Maddox was the attorney for Cedric Sandiford and the family of manslaughter victim Michael Griffith in the Howard Beach incident. Maddox and other lawyers demanded a special prosecutor be appointed to the case, and the request was eventually granted. Maddox accused the New York City Police Department and Commissioner Benjamin Ward of a cover-up.

Maddox represented Tawana Brawley during the period of her rape allegations. Maddox, Al Sharpton, and C. Vernon Mason accused Assistant District Attorney Steven Pagones of abducting and raping Brawley. A grand jury did not charge Pagones.

The family of murder victim Yusuf Hawkins in the Bensonhurst incident was also one of Maddox's clients.

Maddox represented many defendants, including Michael Briscoe, arrested during the investigation into the alleged rape of the Central Park jogger. Briscoe was found not guilty in that case.

In 1984, Maddox was arrested and charged with obstruction of justice after a courtroom melee in which he and his client Willie Bosket were confronted by court officers.
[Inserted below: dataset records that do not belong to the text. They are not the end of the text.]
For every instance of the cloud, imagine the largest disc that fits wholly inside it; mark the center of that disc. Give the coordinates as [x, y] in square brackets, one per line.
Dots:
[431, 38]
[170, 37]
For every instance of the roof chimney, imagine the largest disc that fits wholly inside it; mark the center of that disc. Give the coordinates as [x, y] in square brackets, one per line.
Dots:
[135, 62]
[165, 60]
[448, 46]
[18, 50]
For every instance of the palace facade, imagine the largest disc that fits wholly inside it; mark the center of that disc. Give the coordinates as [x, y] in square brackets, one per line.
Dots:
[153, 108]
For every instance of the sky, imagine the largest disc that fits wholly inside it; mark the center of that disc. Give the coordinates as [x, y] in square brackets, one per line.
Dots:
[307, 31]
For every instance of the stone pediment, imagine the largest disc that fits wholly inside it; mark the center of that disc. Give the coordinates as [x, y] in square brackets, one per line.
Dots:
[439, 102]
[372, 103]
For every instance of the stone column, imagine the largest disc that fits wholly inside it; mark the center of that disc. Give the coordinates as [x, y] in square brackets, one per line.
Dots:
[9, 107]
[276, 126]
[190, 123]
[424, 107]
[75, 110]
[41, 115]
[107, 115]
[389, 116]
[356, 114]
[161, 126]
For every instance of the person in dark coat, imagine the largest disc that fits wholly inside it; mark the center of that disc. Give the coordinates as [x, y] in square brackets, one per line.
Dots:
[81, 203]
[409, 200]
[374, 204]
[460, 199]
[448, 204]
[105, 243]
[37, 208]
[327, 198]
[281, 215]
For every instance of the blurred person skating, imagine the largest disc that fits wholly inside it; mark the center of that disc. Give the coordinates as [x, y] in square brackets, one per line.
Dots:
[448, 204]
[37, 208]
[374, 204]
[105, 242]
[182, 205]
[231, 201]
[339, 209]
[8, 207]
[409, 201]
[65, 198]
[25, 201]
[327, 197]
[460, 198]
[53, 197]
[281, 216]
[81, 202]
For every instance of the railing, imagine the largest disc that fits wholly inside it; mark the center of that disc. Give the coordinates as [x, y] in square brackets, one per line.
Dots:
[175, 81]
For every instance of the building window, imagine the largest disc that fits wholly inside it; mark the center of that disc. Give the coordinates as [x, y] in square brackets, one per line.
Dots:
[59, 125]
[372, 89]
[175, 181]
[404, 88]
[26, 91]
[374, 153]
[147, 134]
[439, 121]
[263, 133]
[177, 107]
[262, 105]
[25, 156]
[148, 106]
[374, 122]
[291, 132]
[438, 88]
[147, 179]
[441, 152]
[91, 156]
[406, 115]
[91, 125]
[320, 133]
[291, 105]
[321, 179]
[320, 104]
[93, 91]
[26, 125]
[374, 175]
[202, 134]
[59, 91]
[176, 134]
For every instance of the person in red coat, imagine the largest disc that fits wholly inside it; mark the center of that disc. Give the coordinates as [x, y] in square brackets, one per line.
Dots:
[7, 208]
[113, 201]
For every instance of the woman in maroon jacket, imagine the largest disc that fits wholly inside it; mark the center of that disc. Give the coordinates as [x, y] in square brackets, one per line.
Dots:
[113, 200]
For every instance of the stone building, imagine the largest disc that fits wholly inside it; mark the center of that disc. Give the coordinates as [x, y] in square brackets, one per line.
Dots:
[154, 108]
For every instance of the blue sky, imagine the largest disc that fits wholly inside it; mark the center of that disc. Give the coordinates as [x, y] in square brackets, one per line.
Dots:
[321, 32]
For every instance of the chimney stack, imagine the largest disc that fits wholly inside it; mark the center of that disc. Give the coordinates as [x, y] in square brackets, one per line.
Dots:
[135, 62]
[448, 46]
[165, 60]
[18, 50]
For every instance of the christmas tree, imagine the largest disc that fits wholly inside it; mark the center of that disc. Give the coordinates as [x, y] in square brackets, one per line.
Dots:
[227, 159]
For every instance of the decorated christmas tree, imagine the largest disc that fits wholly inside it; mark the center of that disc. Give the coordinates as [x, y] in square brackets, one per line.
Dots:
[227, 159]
Maddox was the defense lawyer for one of the two men hired by Marla Hanson's landlord to mutilate and disfigure her. Maddox challenged Hanson's character during the trial. This led New York State Assemblyman Dov Hikind to ask a grievance committee "to investigate the professional behavior of Mr. Maddox." Maddox responded, It's my job to question the character of Mr. Bowman. Law professor Stephen Gillers of New York University Law School said, "There's nothing unethical about what he is reported to have done."
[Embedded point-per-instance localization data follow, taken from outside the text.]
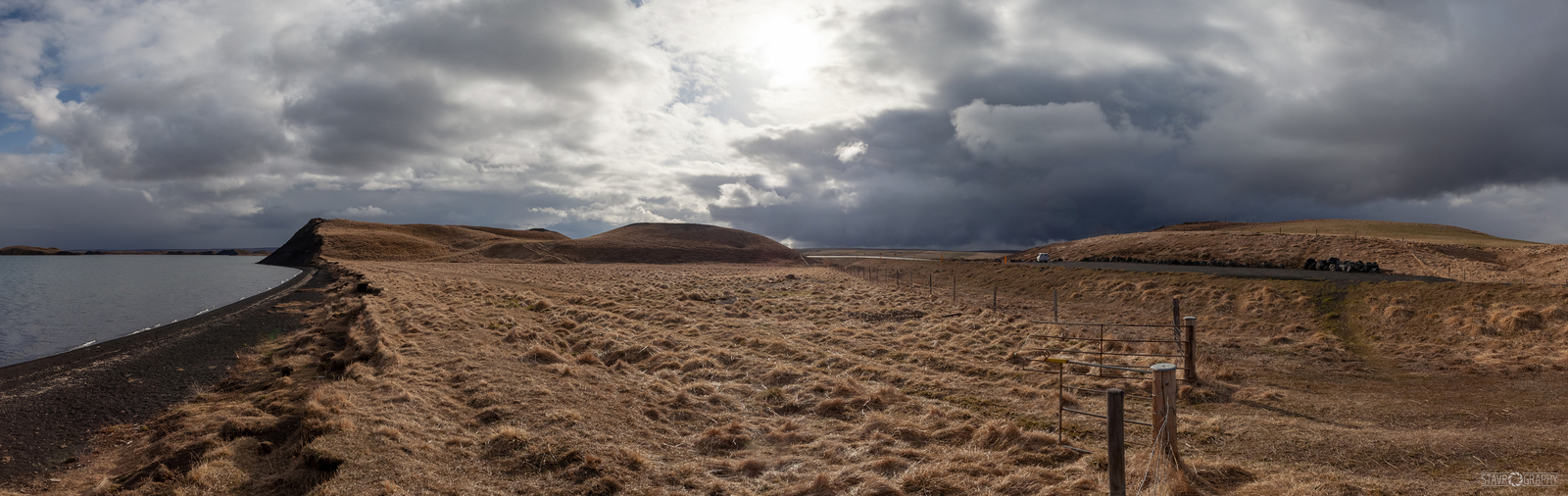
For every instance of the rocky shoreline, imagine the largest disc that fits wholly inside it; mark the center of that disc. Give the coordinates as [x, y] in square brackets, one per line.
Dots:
[52, 407]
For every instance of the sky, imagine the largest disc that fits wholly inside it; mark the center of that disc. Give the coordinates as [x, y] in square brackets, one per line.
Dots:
[909, 123]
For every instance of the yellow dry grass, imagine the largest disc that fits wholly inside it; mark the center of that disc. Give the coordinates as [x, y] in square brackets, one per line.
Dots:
[1474, 263]
[519, 378]
[1439, 234]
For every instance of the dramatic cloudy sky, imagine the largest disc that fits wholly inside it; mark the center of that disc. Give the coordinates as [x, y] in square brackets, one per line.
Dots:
[909, 123]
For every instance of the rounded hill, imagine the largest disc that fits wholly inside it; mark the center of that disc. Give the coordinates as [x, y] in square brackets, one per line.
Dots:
[635, 243]
[1407, 248]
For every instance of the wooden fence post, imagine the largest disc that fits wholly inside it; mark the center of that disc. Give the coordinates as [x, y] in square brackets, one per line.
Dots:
[1192, 350]
[1165, 407]
[1115, 454]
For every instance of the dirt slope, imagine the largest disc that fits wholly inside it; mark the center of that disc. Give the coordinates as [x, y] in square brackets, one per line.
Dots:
[1402, 248]
[643, 242]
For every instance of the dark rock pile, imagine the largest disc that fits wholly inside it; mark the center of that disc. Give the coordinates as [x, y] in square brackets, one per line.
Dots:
[1126, 260]
[1335, 264]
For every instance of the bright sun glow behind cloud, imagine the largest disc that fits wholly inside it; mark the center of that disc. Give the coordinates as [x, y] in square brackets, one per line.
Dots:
[789, 47]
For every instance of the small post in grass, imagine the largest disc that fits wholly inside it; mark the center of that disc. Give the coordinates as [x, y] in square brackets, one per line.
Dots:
[1192, 350]
[1115, 454]
[1165, 407]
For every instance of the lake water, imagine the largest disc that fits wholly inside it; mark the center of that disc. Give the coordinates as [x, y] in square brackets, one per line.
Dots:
[57, 303]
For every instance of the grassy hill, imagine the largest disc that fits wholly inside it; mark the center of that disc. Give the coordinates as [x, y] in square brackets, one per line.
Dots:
[1368, 227]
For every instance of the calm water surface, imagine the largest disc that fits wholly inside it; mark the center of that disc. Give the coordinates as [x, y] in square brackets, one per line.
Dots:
[57, 303]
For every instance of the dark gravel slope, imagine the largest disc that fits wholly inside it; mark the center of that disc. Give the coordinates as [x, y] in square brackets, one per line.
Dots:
[51, 407]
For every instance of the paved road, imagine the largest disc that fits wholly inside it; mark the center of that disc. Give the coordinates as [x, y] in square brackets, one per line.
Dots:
[864, 256]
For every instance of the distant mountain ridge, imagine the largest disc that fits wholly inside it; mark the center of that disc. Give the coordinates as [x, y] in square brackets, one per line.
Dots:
[639, 243]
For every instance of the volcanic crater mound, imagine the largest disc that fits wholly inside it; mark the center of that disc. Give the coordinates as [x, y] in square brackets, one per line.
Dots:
[639, 243]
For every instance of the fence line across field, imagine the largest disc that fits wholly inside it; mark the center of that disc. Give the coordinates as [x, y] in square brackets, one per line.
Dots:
[1162, 375]
[935, 289]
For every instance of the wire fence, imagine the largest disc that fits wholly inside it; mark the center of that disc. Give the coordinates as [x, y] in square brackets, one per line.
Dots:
[1092, 358]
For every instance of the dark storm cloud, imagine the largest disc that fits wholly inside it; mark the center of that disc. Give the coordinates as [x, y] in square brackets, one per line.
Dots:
[1005, 149]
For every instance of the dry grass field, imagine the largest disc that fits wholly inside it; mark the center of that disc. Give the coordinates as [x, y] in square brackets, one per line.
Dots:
[717, 378]
[929, 255]
[1423, 250]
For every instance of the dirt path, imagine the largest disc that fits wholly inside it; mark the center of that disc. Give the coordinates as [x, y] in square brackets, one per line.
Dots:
[51, 407]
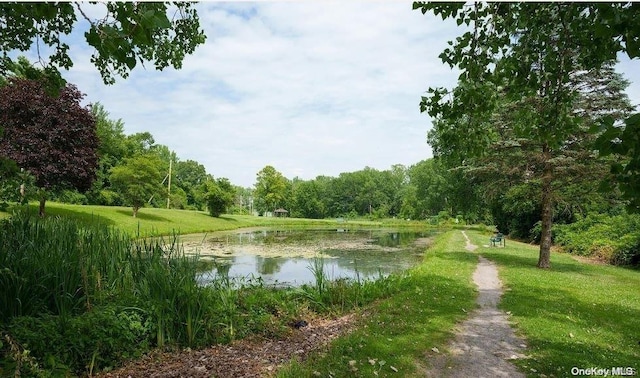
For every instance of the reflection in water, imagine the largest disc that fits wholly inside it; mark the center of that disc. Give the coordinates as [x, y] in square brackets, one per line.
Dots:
[284, 258]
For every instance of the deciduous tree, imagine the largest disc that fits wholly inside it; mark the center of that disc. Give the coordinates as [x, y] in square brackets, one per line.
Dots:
[126, 34]
[525, 53]
[137, 180]
[220, 195]
[270, 189]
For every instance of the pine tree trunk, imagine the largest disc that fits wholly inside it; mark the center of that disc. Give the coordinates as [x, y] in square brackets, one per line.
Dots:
[544, 260]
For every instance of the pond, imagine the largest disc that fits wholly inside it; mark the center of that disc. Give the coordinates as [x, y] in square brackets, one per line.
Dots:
[286, 257]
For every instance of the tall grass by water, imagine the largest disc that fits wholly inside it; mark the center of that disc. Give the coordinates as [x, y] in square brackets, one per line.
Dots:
[97, 291]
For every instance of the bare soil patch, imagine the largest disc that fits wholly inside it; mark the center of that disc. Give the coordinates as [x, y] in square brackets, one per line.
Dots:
[243, 358]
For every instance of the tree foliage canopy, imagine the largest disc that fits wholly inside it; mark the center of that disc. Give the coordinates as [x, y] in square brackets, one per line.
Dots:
[137, 180]
[519, 59]
[129, 33]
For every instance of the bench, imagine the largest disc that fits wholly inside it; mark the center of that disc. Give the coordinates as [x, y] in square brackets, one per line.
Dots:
[498, 239]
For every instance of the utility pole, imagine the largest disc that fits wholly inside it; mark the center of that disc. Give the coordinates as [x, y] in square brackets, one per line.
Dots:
[169, 184]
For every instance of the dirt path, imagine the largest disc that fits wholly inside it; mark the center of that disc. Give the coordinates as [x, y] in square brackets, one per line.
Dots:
[485, 342]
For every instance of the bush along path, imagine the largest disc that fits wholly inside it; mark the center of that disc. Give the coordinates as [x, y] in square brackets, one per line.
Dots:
[485, 342]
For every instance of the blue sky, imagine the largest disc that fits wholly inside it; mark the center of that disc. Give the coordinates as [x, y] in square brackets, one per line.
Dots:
[312, 88]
Maddox also represented Al Sharpton in 1990, when Sharpton faced a 67-count indictment alleging fraud and theft. Sharpton was acquitted of all charges.

==Disciplinary actions==
In 1990, Maddox was indefinitely suspended by the Appellate Division of the State Supreme Court in Brooklyn after failing to appear before a disciplinary hearing to answer allegations regarding his conduct in the Brawley case. Maddox never made an effort to get reinstated and return to court as a defense attorney, stating in 2003: "The white man thought that after 13 years I'd be so much on my knees.They don't know me."
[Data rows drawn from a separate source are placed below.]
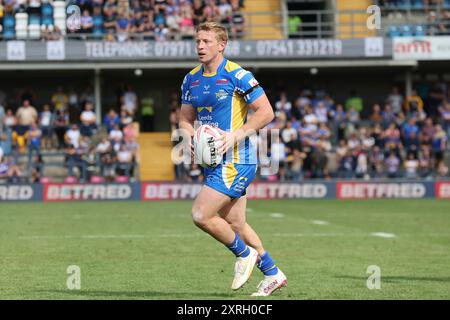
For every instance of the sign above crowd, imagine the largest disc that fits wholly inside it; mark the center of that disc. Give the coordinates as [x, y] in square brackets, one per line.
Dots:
[104, 51]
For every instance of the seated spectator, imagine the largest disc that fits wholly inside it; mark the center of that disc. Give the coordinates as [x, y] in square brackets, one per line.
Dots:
[88, 120]
[122, 26]
[45, 124]
[411, 167]
[72, 136]
[10, 119]
[111, 119]
[34, 136]
[237, 23]
[392, 163]
[60, 125]
[86, 22]
[125, 161]
[9, 170]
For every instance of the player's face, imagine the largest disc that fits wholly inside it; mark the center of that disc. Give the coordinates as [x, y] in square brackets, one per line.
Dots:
[208, 48]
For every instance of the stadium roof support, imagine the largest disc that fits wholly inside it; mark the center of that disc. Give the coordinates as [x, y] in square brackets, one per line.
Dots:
[190, 64]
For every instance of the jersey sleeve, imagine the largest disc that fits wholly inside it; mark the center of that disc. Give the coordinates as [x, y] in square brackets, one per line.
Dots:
[185, 94]
[248, 86]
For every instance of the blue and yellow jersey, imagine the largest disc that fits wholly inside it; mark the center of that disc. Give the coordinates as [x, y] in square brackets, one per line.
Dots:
[221, 99]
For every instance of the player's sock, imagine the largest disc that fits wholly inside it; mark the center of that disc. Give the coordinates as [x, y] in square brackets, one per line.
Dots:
[239, 248]
[266, 265]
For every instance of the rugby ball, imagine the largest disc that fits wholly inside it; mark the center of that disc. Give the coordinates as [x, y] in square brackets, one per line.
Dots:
[206, 146]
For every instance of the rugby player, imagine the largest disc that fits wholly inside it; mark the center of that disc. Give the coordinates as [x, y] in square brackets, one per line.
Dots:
[219, 92]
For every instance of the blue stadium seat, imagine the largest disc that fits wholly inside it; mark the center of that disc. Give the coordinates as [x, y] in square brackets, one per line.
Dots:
[393, 32]
[406, 31]
[47, 10]
[417, 4]
[48, 21]
[419, 31]
[9, 21]
[9, 34]
[34, 19]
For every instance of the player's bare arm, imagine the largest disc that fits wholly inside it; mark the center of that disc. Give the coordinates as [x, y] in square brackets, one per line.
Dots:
[263, 114]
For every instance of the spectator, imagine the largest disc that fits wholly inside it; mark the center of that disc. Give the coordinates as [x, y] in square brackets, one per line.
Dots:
[392, 163]
[129, 100]
[88, 120]
[411, 167]
[110, 120]
[73, 136]
[60, 99]
[60, 125]
[45, 123]
[34, 136]
[86, 22]
[395, 100]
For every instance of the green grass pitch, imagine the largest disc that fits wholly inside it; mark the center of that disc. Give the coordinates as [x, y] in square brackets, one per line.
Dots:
[151, 250]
In 1996, Maddox was ordered to pay New York State in legal costs for filing a false complaint of racial bias. He had alleged that he had had to apply to represent an indigent defendant in a murder case, while two lawyers who were white had been appointed to represent the other defendant in the case without having to apply. The state showed evidence that in fact, the two lawyers had applied and Maddox had filed a discrimination suit instead of going through the applications process. Michael Mukasey, at that time a Federal judge, ordered Maddox to pay New York State the legal costs it had incurred defending against the suit.

The following year, in 1997, Maddox and his group, the United African Movement, were fined $10,000 by New York City's Commission on Human Rights after they denied a white teacher access to a speech by Cornel West on the basis of her race.

==Other activities==
Maddox was a Director of the National Conference of Black Lawyers Juvenile Defense Project. He was also the founder of the Center for Law & Social Justice at Medgar Evers College and co-sponsored the 1983 Congressional hearings on Police Brutality in New York City.

Maddox often contributed to publications such as Amsterdam News and was a frequent guest on WLIB radio's Sharp Talk program, hosted by Sharpton. He has also given speeches at several colleges and rallies. His 1995 speech prior to the Million Man March was criticized by commentators and the Anti-Defamation League for its support of a Louis Farrakhan quote characterizing Jews as "bloodsuckers".

==Personal life and death==
Alton Maddox met Leola Weaver in Georgia, having met on a blind date; the couple married in 1967, and had one child, son Charles. Leola, a librarian who took on two jobs after Maddox was disbarred in 1990, died in April 2017.

Maddox died at a nursing home in The Bronx, New York City on April 23, 2023, at the age of 77. He had dementia in the years prior to his death.